Osama bin Laden did. His sympathies are Sunni. Hezbollah is Shia. Geez, Coulter, what a retard.
http://www.turkishdailynews.com.tr/article.php?enewsid=48282New: A Muslim jihad against Muslims
Sunday, July 9, 2006
Opinion by Barry RUBIN
In a shocking statement, the implications of which are enormous, Osama bin Ladin has called on Sunni Muslims to fight their Shia counterparts. This is only the latest in a trend toward rising conflict between the two groups that is already the central feature of the Iraq situation.
While bin Ladin is echoing ideas earlier expressed by his man in Iraq, the late al-Qaeda leader Abu Musab al-Zarqawi -- killed by U.S. forces in Iraq on June 7 -- last year bin Ladin criticized this approach. Now, however, he has made it his own strategy. Equally shocking, and revealing, is the lack of denunciation of this view in the majority Sunni Arab world, even though this would give regimes ample ammunition to use in discrediting bin Ladin, who is also their enemy.

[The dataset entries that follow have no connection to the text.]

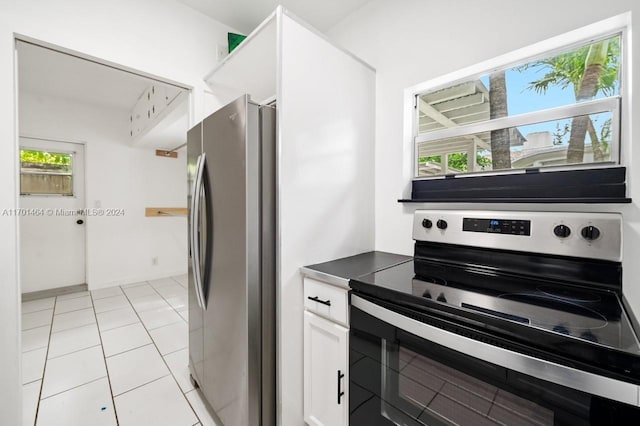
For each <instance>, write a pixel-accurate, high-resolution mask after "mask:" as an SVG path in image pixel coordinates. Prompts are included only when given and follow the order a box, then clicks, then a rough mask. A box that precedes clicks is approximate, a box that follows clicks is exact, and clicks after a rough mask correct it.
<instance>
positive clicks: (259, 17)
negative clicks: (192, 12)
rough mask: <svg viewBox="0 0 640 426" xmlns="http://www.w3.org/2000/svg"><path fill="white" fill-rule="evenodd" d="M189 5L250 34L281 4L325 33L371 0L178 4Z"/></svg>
mask: <svg viewBox="0 0 640 426" xmlns="http://www.w3.org/2000/svg"><path fill="white" fill-rule="evenodd" d="M178 1H179V2H180V3H184V4H185V5H187V6H189V7H191V8H193V9H195V10H197V11H199V12H201V13H203V14H205V15H207V16H209V17H211V18H213V19H215V20H217V21H219V22H222V23H223V24H226V25H229V26H230V27H232V28H235V29H236V30H238V31H241V32H243V33H244V34H249V33H250V32H251V31H252V30H253V29H254V28H255V27H257V26H258V24H260V22H262V21H263V20H264V19H265V18H266V17H267V16H269V14H270V13H271V12H273V11H274V10H275V8H276V7H277V6H278V5H279V4H281V5H282V6H284V7H285V8H286V9H288V10H290V11H291V12H293V13H294V14H295V15H297V16H299V17H300V18H302V19H304V20H305V21H306V22H308V23H309V24H311V25H312V26H314V27H315V28H317V29H318V30H320V31H322V32H325V31H327V30H328V29H329V28H331V27H332V26H334V25H335V24H337V23H338V22H340V21H341V20H342V19H343V18H345V17H346V16H347V15H349V14H350V13H351V12H353V11H355V10H356V9H358V8H360V7H361V6H362V5H364V4H365V3H368V2H369V1H370V0H323V1H312V0H178Z"/></svg>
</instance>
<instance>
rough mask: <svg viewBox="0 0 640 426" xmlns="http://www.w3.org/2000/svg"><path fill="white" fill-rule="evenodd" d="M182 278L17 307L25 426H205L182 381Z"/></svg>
mask: <svg viewBox="0 0 640 426" xmlns="http://www.w3.org/2000/svg"><path fill="white" fill-rule="evenodd" d="M186 288H187V277H186V275H184V276H178V277H170V278H163V279H159V280H154V281H145V282H140V283H134V284H128V285H126V286H122V287H111V288H105V289H101V290H96V291H92V292H87V291H84V292H78V293H72V294H67V295H64V296H58V297H51V298H48V299H40V300H34V301H30V302H25V303H23V304H22V382H23V394H22V401H23V402H22V403H23V424H24V425H38V426H51V425H64V426H76V425H78V426H86V425H92V426H93V425H96V426H101V425H108V426H112V425H121V426H128V425H137V426H145V425H150V426H151V425H153V426H162V425H167V426H193V425H213V426H215V421H214V420H213V419H212V418H211V416H210V415H209V413H208V412H207V410H206V408H205V406H204V403H203V401H202V398H201V395H200V393H199V392H198V391H197V390H194V388H193V386H192V385H191V382H190V380H189V370H188V367H187V364H188V362H189V352H188V343H189V342H188V327H187V321H188V312H187V289H186Z"/></svg>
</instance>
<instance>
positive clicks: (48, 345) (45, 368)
mask: <svg viewBox="0 0 640 426" xmlns="http://www.w3.org/2000/svg"><path fill="white" fill-rule="evenodd" d="M57 303H58V298H57V297H56V298H55V299H53V309H52V311H51V326H50V328H49V339H47V353H45V354H44V365H43V366H42V382H40V392H38V402H37V404H36V416H35V418H34V419H33V424H34V426H35V425H36V424H37V423H38V414H40V413H39V412H40V401H42V389H44V376H45V374H46V373H47V361H48V358H49V348H50V347H51V335H52V334H53V332H52V330H53V317H54V316H55V315H54V314H55V312H56V304H57ZM20 380H21V381H22V378H20ZM23 386H24V385H23Z"/></svg>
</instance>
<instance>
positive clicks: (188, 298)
mask: <svg viewBox="0 0 640 426" xmlns="http://www.w3.org/2000/svg"><path fill="white" fill-rule="evenodd" d="M169 278H170V279H171V280H173V281H174V282H176V283H177V284H178V285H179V286H180V287H182V284H180V283H179V282H178V281H176V280H174V279H173V277H169ZM149 286H150V287H151V288H152V289H153V291H155V292H156V293H158V295H160V297H161V298H162V300H164V301H165V302H166V303H167V305H169V307H171V309H173V311H174V312H175V313H176V314H178V316H179V317H180V318H181V319H182V321H184V318H182V315H180V312H178V310H177V309H176V308H174V307H173V305H172V304H171V303H169V301H168V300H167V299H166V298H165V297H164V296H163V295H162V293H160V292H159V291H158V290H157V289H156V288H155V287H154V286H152V285H151V284H149ZM182 288H183V289H184V290H185V291H188V290H187V289H186V288H184V287H182ZM188 304H189V295H188V294H187V309H188ZM185 322H186V323H187V324H189V322H188V321H185Z"/></svg>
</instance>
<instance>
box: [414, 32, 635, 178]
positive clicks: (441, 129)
mask: <svg viewBox="0 0 640 426" xmlns="http://www.w3.org/2000/svg"><path fill="white" fill-rule="evenodd" d="M621 56H622V55H621V37H620V35H619V34H617V35H615V36H610V37H608V38H606V39H602V40H598V41H596V42H591V43H589V44H585V45H582V46H579V47H577V48H575V47H573V48H571V49H567V50H565V51H563V52H560V53H559V54H557V53H556V54H553V55H550V56H548V57H543V58H540V59H534V60H529V61H526V62H524V61H523V63H521V64H519V65H516V66H513V67H511V68H506V69H500V70H497V71H494V72H492V73H489V74H487V75H483V76H480V77H479V78H476V79H472V80H468V81H463V82H457V83H456V84H453V85H450V86H447V87H440V88H438V89H436V90H431V91H429V92H427V93H421V94H419V95H417V96H416V111H417V120H416V133H415V144H416V153H417V164H416V176H417V177H428V176H435V175H443V174H462V173H469V172H482V171H496V170H511V169H530V168H541V167H548V166H568V165H571V166H581V167H582V168H584V167H588V166H585V164H594V163H600V164H606V163H612V164H616V163H618V162H619V158H618V150H619V140H618V138H619V135H618V133H619V132H618V127H619V123H618V121H619V108H620V96H619V93H620V86H621V81H620V65H621V64H620V58H621Z"/></svg>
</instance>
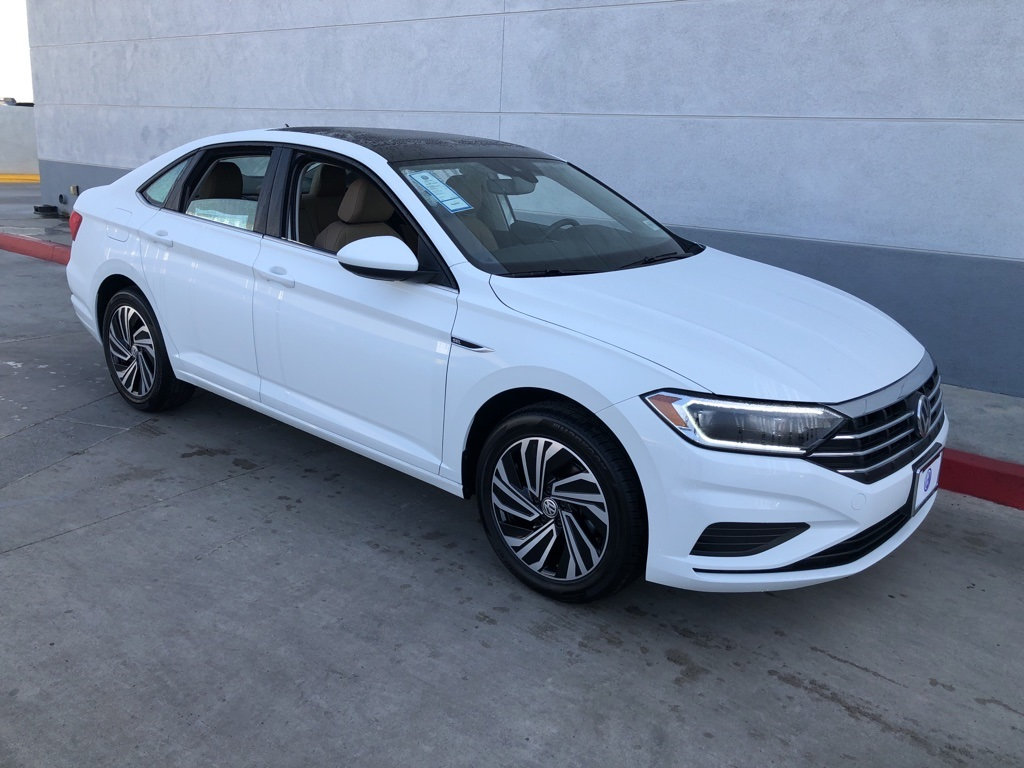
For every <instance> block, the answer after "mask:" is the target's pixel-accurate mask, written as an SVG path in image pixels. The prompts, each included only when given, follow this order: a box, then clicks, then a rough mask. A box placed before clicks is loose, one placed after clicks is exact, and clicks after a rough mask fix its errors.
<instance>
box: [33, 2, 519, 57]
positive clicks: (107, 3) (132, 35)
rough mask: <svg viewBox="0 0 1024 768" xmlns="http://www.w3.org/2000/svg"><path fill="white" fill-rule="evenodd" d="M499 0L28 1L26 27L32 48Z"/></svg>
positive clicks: (299, 28) (460, 10) (450, 10)
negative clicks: (28, 34)
mask: <svg viewBox="0 0 1024 768" xmlns="http://www.w3.org/2000/svg"><path fill="white" fill-rule="evenodd" d="M502 5H503V0H430V2H429V3H425V2H423V0H373V2H352V1H351V0H346V1H345V2H323V0H289V2H280V3H269V2H266V0H232V1H231V2H229V3H225V2H223V0H221V2H210V0H172V2H138V0H77V1H76V3H75V4H74V12H70V6H69V4H68V3H67V2H66V1H65V0H31V2H30V3H29V6H30V7H29V11H30V12H29V31H30V36H31V38H32V43H33V45H34V46H41V45H68V44H73V43H83V42H96V41H103V40H105V41H126V40H148V39H151V38H160V37H179V38H180V37H198V36H204V35H221V34H225V33H237V32H255V31H262V30H286V29H318V28H325V27H335V26H346V25H368V24H382V23H388V22H402V20H410V19H421V18H446V17H449V16H473V15H481V14H487V13H501V12H502Z"/></svg>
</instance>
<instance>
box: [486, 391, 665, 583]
mask: <svg viewBox="0 0 1024 768" xmlns="http://www.w3.org/2000/svg"><path fill="white" fill-rule="evenodd" d="M477 488H479V506H480V515H481V518H482V520H483V526H484V529H485V530H486V534H487V538H488V540H489V541H490V545H492V547H494V549H495V552H496V553H497V554H498V556H499V558H501V560H502V562H504V563H505V565H506V566H507V567H508V568H509V570H511V571H512V573H514V574H515V575H516V578H518V579H519V580H520V581H522V582H523V583H525V584H526V585H527V586H529V587H531V588H532V589H535V590H537V591H538V592H541V593H543V594H545V595H547V596H549V597H553V598H555V599H558V600H564V601H569V602H585V601H588V600H595V599H597V598H600V597H604V596H605V595H609V594H611V593H612V592H615V591H617V590H620V589H622V588H623V587H624V586H626V585H627V584H628V583H629V582H630V581H632V580H633V579H634V578H635V577H636V575H637V574H638V573H639V572H640V570H641V568H642V566H643V563H644V556H645V553H646V511H645V509H644V504H643V495H642V493H641V490H640V483H639V480H638V479H637V477H636V473H635V471H634V470H633V466H632V464H631V463H630V461H629V459H628V458H627V456H626V454H625V452H624V451H623V449H622V446H621V445H620V444H618V443H617V442H616V441H615V440H614V439H613V438H612V437H611V435H609V434H608V433H607V431H606V430H605V429H604V428H603V427H602V426H601V425H600V424H598V423H597V422H596V420H595V419H594V418H593V417H592V416H591V415H590V414H588V413H587V412H585V411H583V410H582V409H577V408H570V407H563V406H560V404H551V406H540V407H535V408H530V409H527V410H524V411H520V412H518V413H516V414H513V415H512V416H511V417H509V419H507V420H506V421H505V422H504V423H502V424H501V425H500V426H499V427H498V428H497V429H496V430H495V432H494V433H493V434H492V435H490V437H489V438H488V439H487V441H486V443H485V444H484V447H483V456H482V461H481V462H480V465H479V475H478V477H477Z"/></svg>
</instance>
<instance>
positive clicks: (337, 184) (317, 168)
mask: <svg viewBox="0 0 1024 768" xmlns="http://www.w3.org/2000/svg"><path fill="white" fill-rule="evenodd" d="M347 186H348V171H346V170H345V169H344V168H339V167H338V166H336V165H322V166H321V167H319V168H317V169H316V175H315V176H313V182H312V183H311V184H310V185H309V194H310V195H312V196H314V197H316V198H340V197H341V196H342V195H344V194H345V187H347Z"/></svg>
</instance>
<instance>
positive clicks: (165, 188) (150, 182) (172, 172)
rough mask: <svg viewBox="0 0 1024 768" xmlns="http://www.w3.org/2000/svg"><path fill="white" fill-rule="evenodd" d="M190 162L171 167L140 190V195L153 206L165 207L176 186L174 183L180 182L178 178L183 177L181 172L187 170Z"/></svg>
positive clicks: (178, 163)
mask: <svg viewBox="0 0 1024 768" xmlns="http://www.w3.org/2000/svg"><path fill="white" fill-rule="evenodd" d="M187 163H188V160H187V159H185V160H182V161H181V162H179V163H177V164H176V165H173V166H171V167H170V168H168V169H167V170H166V171H164V172H163V173H162V174H160V175H159V176H157V178H155V179H154V180H153V181H151V182H150V183H148V184H146V185H145V186H143V187H142V188H141V189H139V194H140V195H141V196H142V197H143V198H145V199H146V201H147V202H148V203H151V204H152V205H155V206H163V205H164V203H165V202H166V201H167V196H168V195H170V193H171V187H172V186H174V182H175V181H177V180H178V176H180V175H181V171H183V170H184V169H185V165H186V164H187Z"/></svg>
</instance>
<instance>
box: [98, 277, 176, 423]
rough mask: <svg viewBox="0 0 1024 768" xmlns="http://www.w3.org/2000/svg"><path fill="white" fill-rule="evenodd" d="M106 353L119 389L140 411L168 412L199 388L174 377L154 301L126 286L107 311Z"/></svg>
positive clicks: (117, 386)
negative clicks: (191, 393) (165, 345)
mask: <svg viewBox="0 0 1024 768" xmlns="http://www.w3.org/2000/svg"><path fill="white" fill-rule="evenodd" d="M102 339H103V356H104V357H105V358H106V370H108V371H110V373H111V380H112V381H113V382H114V386H115V387H117V390H118V392H119V393H120V394H121V396H122V397H124V398H125V400H126V401H127V402H128V403H129V404H131V406H133V407H134V408H137V409H138V410H139V411H151V412H153V411H166V410H169V409H172V408H177V407H178V406H180V404H181V403H183V402H184V401H185V400H187V399H188V398H189V397H190V396H191V393H193V391H195V387H193V385H191V384H185V383H184V382H182V381H178V380H177V379H176V378H175V377H174V372H173V371H172V370H171V362H170V360H169V359H168V358H167V348H166V346H165V344H164V337H163V335H162V334H161V332H160V326H159V325H157V318H156V317H155V316H154V314H153V310H152V309H151V308H150V304H148V303H147V302H146V300H145V299H144V298H142V296H141V295H139V294H138V293H137V292H135V291H133V290H130V289H126V290H123V291H119V292H118V293H116V294H114V296H112V297H111V300H110V301H109V302H108V304H106V309H105V311H104V312H103V325H102Z"/></svg>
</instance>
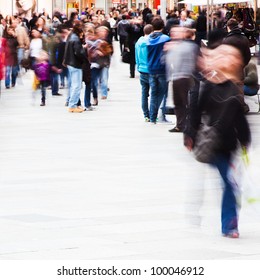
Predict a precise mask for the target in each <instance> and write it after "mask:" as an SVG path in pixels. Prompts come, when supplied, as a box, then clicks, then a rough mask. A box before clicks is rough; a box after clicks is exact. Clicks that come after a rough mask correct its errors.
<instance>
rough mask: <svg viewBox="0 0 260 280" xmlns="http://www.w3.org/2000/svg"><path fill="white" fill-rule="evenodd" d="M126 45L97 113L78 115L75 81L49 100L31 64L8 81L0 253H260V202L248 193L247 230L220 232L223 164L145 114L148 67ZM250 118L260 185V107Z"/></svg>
mask: <svg viewBox="0 0 260 280" xmlns="http://www.w3.org/2000/svg"><path fill="white" fill-rule="evenodd" d="M115 48H116V54H115V56H114V59H113V62H112V66H111V70H110V83H109V87H110V92H109V99H108V100H105V101H102V100H100V104H99V106H98V108H97V110H96V111H94V112H84V113H82V114H69V113H68V112H67V110H66V108H65V106H64V103H65V94H66V90H62V93H64V96H63V97H52V96H51V95H50V91H49V94H48V97H47V106H46V107H40V106H39V104H40V94H39V93H38V94H37V96H36V98H35V99H32V94H31V76H30V73H28V74H26V75H25V76H24V77H23V78H22V79H20V80H19V81H18V82H19V83H20V84H18V85H17V87H16V88H15V89H10V90H8V91H7V90H5V89H4V90H3V91H2V96H1V100H0V131H1V137H0V157H1V161H0V184H1V185H0V193H1V195H0V205H1V207H0V259H2V260H8V259H13V260H15V259H16V260H17V259H27V260H32V259H46V260H47V259H56V260H57V259H75V260H76V259H92V260H95V259H260V203H253V204H248V203H246V201H245V199H244V200H243V202H244V203H243V208H242V211H241V218H240V232H241V238H240V239H239V240H231V239H226V238H223V237H222V236H221V235H220V202H221V185H220V181H219V177H218V174H217V173H216V172H215V170H212V169H211V168H209V167H208V166H204V165H200V164H198V163H196V162H195V161H194V160H193V159H192V157H191V155H190V154H189V153H188V152H187V151H186V150H185V149H184V148H183V145H182V135H181V134H174V135H173V134H171V133H168V129H169V128H171V126H168V125H151V124H149V123H145V122H144V121H143V117H142V112H141V109H140V86H139V80H138V77H136V78H135V79H129V69H128V67H129V66H128V65H126V64H122V63H121V62H120V58H119V55H118V45H116V47H115ZM137 76H138V75H137ZM255 101H256V98H255V99H254V98H251V99H250V100H248V103H249V106H250V108H251V111H252V112H254V111H256V110H257V105H256V104H255ZM170 119H171V120H173V121H174V117H171V118H170ZM248 120H249V122H250V124H251V127H252V131H253V148H252V158H251V167H250V168H251V172H252V174H253V178H252V179H253V183H254V185H255V188H256V189H255V192H256V193H257V191H258V193H259V188H260V183H259V182H260V172H259V170H260V169H259V166H260V144H259V143H260V115H259V114H256V113H251V114H249V115H248ZM238 176H241V174H240V173H238ZM248 196H249V194H248V192H246V193H245V197H248Z"/></svg>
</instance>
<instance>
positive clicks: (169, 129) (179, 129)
mask: <svg viewBox="0 0 260 280" xmlns="http://www.w3.org/2000/svg"><path fill="white" fill-rule="evenodd" d="M169 132H182V131H181V130H180V129H179V128H178V127H176V126H175V127H174V128H172V129H169Z"/></svg>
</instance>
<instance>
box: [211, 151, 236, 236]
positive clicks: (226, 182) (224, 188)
mask: <svg viewBox="0 0 260 280" xmlns="http://www.w3.org/2000/svg"><path fill="white" fill-rule="evenodd" d="M212 164H213V166H215V167H216V168H217V169H218V171H219V173H220V175H221V178H222V180H223V183H224V190H223V196H222V207H221V208H222V210H221V224H222V233H223V234H228V233H229V232H230V231H232V230H237V227H238V214H237V201H236V196H235V187H236V186H235V184H234V183H233V182H232V181H231V179H230V176H229V171H230V168H231V163H230V156H229V155H218V156H217V157H216V158H215V159H214V160H213V163H212Z"/></svg>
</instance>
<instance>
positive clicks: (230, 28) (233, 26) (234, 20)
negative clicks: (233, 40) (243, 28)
mask: <svg viewBox="0 0 260 280" xmlns="http://www.w3.org/2000/svg"><path fill="white" fill-rule="evenodd" d="M227 27H228V28H229V29H230V30H233V29H234V28H236V27H238V22H237V20H236V19H235V18H231V19H229V20H228V22H227Z"/></svg>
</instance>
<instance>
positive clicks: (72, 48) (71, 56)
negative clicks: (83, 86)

Shia Muslims are the largest group in Iran, Iraq, Lebanon, Oman and Bahrain, while also comprising significant minorities in Pakistan, Afghanistan, Kuwait, Saudi Arabia and other countries. The Sunni and Shia sects split in the early years of Islam, with the Sunni generally becoming the rulers throughout the Arab world and elsewhere. Iran's 1979 revolution created a Shia Islamist state, where Sunni Muslims are often treated as second-class citizens in practice.
Yet generally, and certainly in the Arab world, any existing distinctions were formally papered over by the doctrine of Arab nationalism, which transcended issues of religion. Now that Arab nationalism is declining and Islamism is on the rise, theological questions are re-emerging in the political arena. While Sunni and Shia Islamists sometimes cooperate -- Iran is the patron of Hamas and Islamic Jihad, Sunni Islamist groups -- they are far more often in contention.